Shaking his head and cursing frantically, Cuffee tore open the next bale more carefully, but still skipped back and let the contents flow down; and for all Jyp’s curses and Frederick’s puffing he did just the same with the next one, and the seven or so after that. A sloping heap of roots grew and slumped out across the floor. I leaned heavily on the trident; I was already giddy with the shock of things, and the heavy fumes seemed to make it worse. But beyond a few mouldy-looking duds, Cuffee turned up nothing at all out of place. We all watched him. He was scared, all right; so scared that when he came to the beginning of the bottom row, he baulked again. Jyp wasted no word, but simply jabbed his swordpoint against Cuffee’s kidneys. The man yelped and jumped, unseamed the first bale right down the front, then as it slowly spilled its contents he flung himself away so fast he skidded on the hard round roots and crashed to the ground.
But beyond the rustling trickle of roots there was nothing – nothing at all. In idiotic puzzlement Cuffee stared at the little low heap that was left in the sagging net. He began to giggle hysterically with the reaction, and I felt like joining him. Then he reached out a tentative finger, and poked it.

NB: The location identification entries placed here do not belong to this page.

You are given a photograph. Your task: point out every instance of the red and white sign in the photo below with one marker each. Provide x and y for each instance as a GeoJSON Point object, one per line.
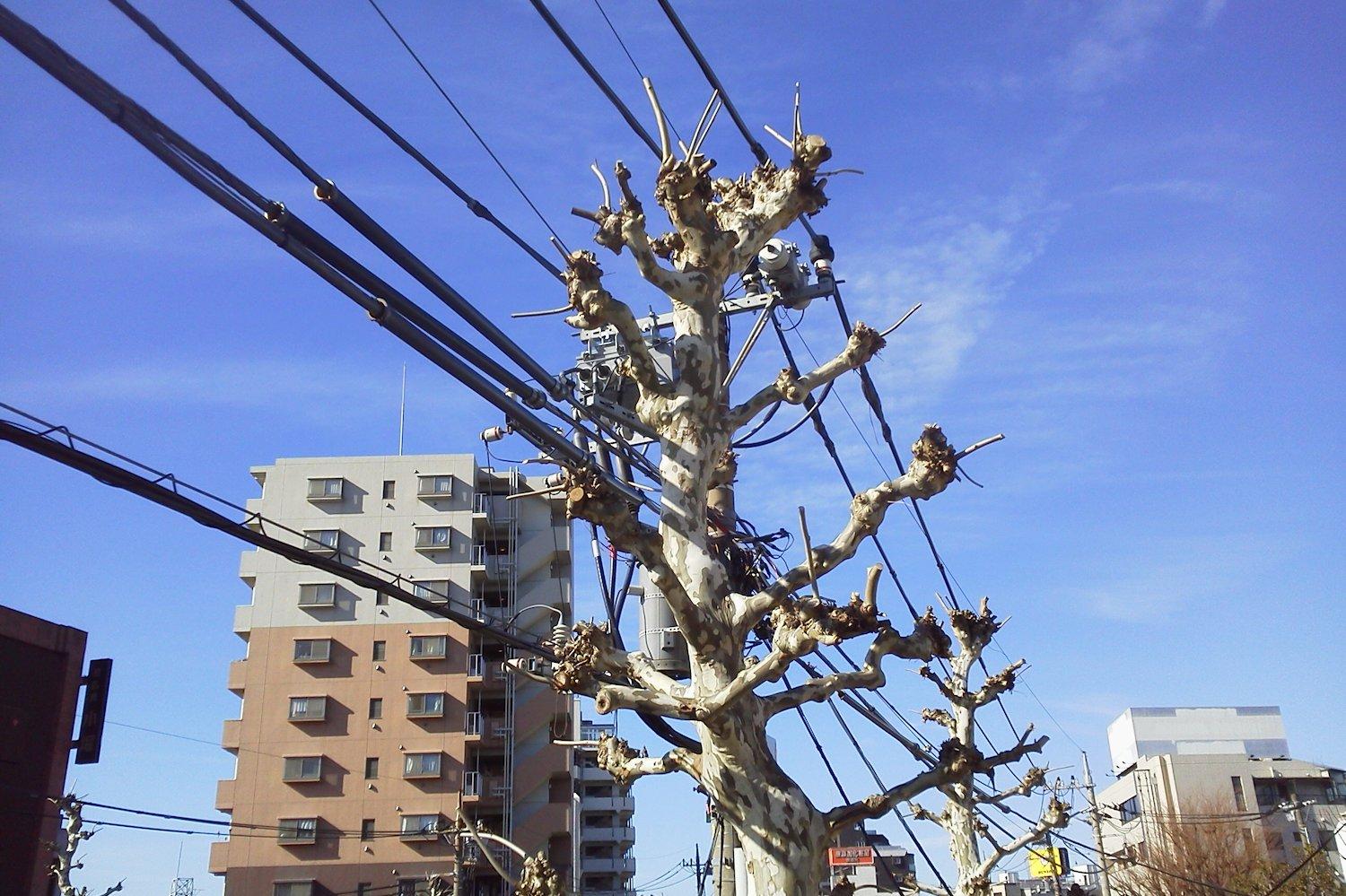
{"type": "Point", "coordinates": [851, 856]}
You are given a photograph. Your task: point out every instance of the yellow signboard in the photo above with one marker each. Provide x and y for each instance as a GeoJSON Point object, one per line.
{"type": "Point", "coordinates": [1047, 861]}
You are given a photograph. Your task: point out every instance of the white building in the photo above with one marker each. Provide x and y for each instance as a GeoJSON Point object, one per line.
{"type": "Point", "coordinates": [1170, 761]}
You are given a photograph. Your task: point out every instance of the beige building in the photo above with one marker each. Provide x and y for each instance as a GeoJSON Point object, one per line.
{"type": "Point", "coordinates": [1174, 761]}
{"type": "Point", "coordinates": [366, 724]}
{"type": "Point", "coordinates": [605, 821]}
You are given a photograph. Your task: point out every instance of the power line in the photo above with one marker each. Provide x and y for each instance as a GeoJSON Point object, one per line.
{"type": "Point", "coordinates": [463, 117]}
{"type": "Point", "coordinates": [388, 131]}
{"type": "Point", "coordinates": [595, 77]}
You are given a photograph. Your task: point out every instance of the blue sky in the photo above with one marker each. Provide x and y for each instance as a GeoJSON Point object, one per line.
{"type": "Point", "coordinates": [1119, 218]}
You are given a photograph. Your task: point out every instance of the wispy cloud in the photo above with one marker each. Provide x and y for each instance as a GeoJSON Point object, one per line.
{"type": "Point", "coordinates": [960, 265]}
{"type": "Point", "coordinates": [1116, 42]}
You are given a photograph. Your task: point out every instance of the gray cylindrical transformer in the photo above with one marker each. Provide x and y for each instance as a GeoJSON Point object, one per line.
{"type": "Point", "coordinates": [660, 637]}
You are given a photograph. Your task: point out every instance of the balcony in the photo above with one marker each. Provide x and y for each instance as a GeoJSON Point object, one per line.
{"type": "Point", "coordinates": [621, 866]}
{"type": "Point", "coordinates": [592, 774]}
{"type": "Point", "coordinates": [237, 674]}
{"type": "Point", "coordinates": [607, 804]}
{"type": "Point", "coordinates": [493, 567]}
{"type": "Point", "coordinates": [484, 788]}
{"type": "Point", "coordinates": [232, 737]}
{"type": "Point", "coordinates": [484, 728]}
{"type": "Point", "coordinates": [490, 511]}
{"type": "Point", "coordinates": [605, 834]}
{"type": "Point", "coordinates": [225, 794]}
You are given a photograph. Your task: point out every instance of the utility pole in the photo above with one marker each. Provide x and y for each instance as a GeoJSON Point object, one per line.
{"type": "Point", "coordinates": [1096, 822]}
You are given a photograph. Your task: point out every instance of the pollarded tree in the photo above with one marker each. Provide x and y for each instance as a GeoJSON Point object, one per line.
{"type": "Point", "coordinates": [719, 226]}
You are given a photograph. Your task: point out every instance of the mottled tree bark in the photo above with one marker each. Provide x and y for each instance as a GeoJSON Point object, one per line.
{"type": "Point", "coordinates": [718, 229]}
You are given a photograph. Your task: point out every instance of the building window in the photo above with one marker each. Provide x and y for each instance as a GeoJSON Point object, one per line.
{"type": "Point", "coordinates": [428, 646]}
{"type": "Point", "coordinates": [293, 888]}
{"type": "Point", "coordinates": [307, 708]}
{"type": "Point", "coordinates": [414, 887]}
{"type": "Point", "coordinates": [318, 595]}
{"type": "Point", "coordinates": [1271, 794]}
{"type": "Point", "coordinates": [322, 541]}
{"type": "Point", "coordinates": [433, 537]}
{"type": "Point", "coordinates": [312, 650]}
{"type": "Point", "coordinates": [303, 769]}
{"type": "Point", "coordinates": [298, 831]}
{"type": "Point", "coordinates": [433, 589]}
{"type": "Point", "coordinates": [424, 705]}
{"type": "Point", "coordinates": [420, 826]}
{"type": "Point", "coordinates": [326, 489]}
{"type": "Point", "coordinates": [435, 486]}
{"type": "Point", "coordinates": [422, 766]}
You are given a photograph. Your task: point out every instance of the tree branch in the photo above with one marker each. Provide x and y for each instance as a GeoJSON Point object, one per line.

It was a hand, a huge one; but that makes it sound too human. Transparent, half-formed, fluid, it shone mistily from within, shimmering the colour of distant lightning through the dimness. It clutched at that probing finger and clenched shut. There was a crackle, a shriek, a puff of smoke – and a glare lanced down Cuffee’s arm, a brightness so intense I saw all the bones shine right through the flesh as if it was smoky glass. Light flared out between the roots as if a furnace blazed there; then before we could even blink the last of the bale burst outward. A blinding corona enfolded the hapless Cuffee like an anemone snaring a fish.
It was shut.
In his panic the old man had slammed it behind him. Jyp and Mall dropped me like a sack and threw themselves at it. I scrambled up, half hypnotized by that glowing, seething thing bearing down on us. It was sheer loathing and revulsion, nothing like bravery, that drove me to dash back and swing out at the thing with the trident I still held.
The shaft slowed suddenly, as if the air had thickened and grown glutinous; it jarred, stopped, stuck. Then the ghastly light danced upon the three tines, and came racing and sizzling down the shaft towards my hands. I dropped the thing with a yell, barely in time, as the door creaked open. The others seized me, flung me bodily out to crash across the cobbles, and themselves after me. Jyp pulled the door closed behind him with a crash, and Mall threw her weight against the handle while he fumbled with the keys. I sat up, dizzy and sick; my arm was agony again, I had struck my head badly on the cobbles, and acquired a whole new set of bruises. I watched Jyp trace a strange symbol with his swordtip in the thick paint of the door, a weird curlicued shape like a series of interlocking arcs ringing a compass rose. Then he reversed his sword and thrust it through the twin handles like a symbolic bar.
That done, he sank to his knees with a gasping sigh.
‘Aye, well enough,’ said Mall, hitching up her tight pants. ‘But what of –’ And she jerked a thumb at me.
I swallowed. Words wouldn’t come, sensible words. ‘What … what was that bloody thing?’ was the best I managed.